'Orphan drug' could be new weapon to fight cancer
Washington: An inexpensive ‘orphan drug’, which is used to tackle sleep disorders, could be a potent inhibitor of cancer cells, a new study has suggested.
The study used groundbreaking technology, allowing rapid analysis of the genome and has been claimed to have broad implications for the development of safer, more-effective cancer therapies.
The team which included corresponding author Carla Grandori, M.D., Ph.D., an investigator in the Hutchinson Centre’s Human Biology
Division, used a high-speed robotic technology called ‘high-throughput screening’ and a powerful genetic technique called ‘siRNA’ gene silencing to uncover fatal weaknesses in cancer cells driven by an oncogene known as "Myc" .
"Myc" is known to be hyperactive in many cancers, including those of the brain, breast, lung, ovary and liver.
Traditionally, it has been considered an "undruggable" oncogene because it is not readily neutralized by the kind of small, stable molecule that would work as a cancer drug.
And even if such drugs existed, they would likely disable ‘Myc’ in normal cells as well, which would create toxic side effects.
"Fortunately, Myc-driven cancer cells have an Achilles heel," Grandori said.
"Their rapid growth and division damages their DNA, and they rely on other genes to repair that damage.
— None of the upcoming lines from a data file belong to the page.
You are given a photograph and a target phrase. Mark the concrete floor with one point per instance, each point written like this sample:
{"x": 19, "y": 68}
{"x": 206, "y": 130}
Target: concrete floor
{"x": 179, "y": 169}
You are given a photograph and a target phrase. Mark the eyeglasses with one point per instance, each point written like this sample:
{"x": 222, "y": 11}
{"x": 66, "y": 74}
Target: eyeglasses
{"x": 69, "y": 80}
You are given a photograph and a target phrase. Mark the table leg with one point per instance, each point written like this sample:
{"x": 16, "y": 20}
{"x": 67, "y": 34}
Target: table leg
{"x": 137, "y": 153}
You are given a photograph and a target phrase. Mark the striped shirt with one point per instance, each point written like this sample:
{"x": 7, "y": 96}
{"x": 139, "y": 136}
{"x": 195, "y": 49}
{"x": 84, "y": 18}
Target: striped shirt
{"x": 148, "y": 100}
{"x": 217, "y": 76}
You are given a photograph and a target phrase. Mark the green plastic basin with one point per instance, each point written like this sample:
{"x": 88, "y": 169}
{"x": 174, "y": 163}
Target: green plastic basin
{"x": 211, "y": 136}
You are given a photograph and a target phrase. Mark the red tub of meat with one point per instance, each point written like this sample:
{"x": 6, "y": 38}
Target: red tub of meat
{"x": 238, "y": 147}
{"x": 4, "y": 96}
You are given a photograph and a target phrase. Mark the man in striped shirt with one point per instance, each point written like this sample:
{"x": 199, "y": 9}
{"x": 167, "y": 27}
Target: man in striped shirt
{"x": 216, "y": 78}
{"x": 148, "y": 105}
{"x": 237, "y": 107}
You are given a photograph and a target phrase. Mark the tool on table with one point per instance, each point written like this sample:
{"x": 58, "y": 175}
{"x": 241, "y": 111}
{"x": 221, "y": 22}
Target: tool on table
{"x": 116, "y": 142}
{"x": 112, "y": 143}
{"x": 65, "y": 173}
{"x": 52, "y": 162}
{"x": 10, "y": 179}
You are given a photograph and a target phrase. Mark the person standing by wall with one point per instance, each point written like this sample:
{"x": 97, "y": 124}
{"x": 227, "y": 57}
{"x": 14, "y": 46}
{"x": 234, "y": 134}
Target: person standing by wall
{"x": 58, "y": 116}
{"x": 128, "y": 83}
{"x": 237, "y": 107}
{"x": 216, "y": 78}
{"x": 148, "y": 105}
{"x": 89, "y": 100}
Disabling those genes can
cripple the cancer`s ability to grow," she said.Grandori and colleagues have found more than 100 genes which, when blocked, caused the death of Myc-driven cancer cells but not normal cells.
This revealed that each of these genes is a potential target for a new, nontoxic cancer therapy.
One of these genes, CSNK 1 epsilon, is especially promising.
"It had been sitting on a shelf for years, like the thousands of other ``orphan`` drugs that are abandoned when they prove ineffective for their intended use," Grandori said.
With a simple, five-minute web search, she was able to purchase the compound online and designed an experiment to test its potential.
She implanted special laboratory mice with Myc-driven neuroblastomas (a deadly cancer of the nervous system that often strikes children), and then treated half of them with the new compound.
The untreated mice quickly died of their tumors, but the treated mice thrived and their neuroblastomas shrank away.
"It is possible that the next great breakthrough in cancer therapy is already out there, sitting on a shelf, hiding in plain view," said Grandori.
Grandori insists that the combination of high-throughput screening and siRNA silencing has the potential to radically change the way cancers are treated.
"We`ve barely scratched the surface," she said.
"These techniques are incredibly powerful, but they`re new and not widely known. There are thousands of researchers who could apply
this approach to their work. In the right hands, it could speed up the development of new cancer therapies a thousand-fold," she added.
The study has been published in the Proceedings of the National Academy of Sciences.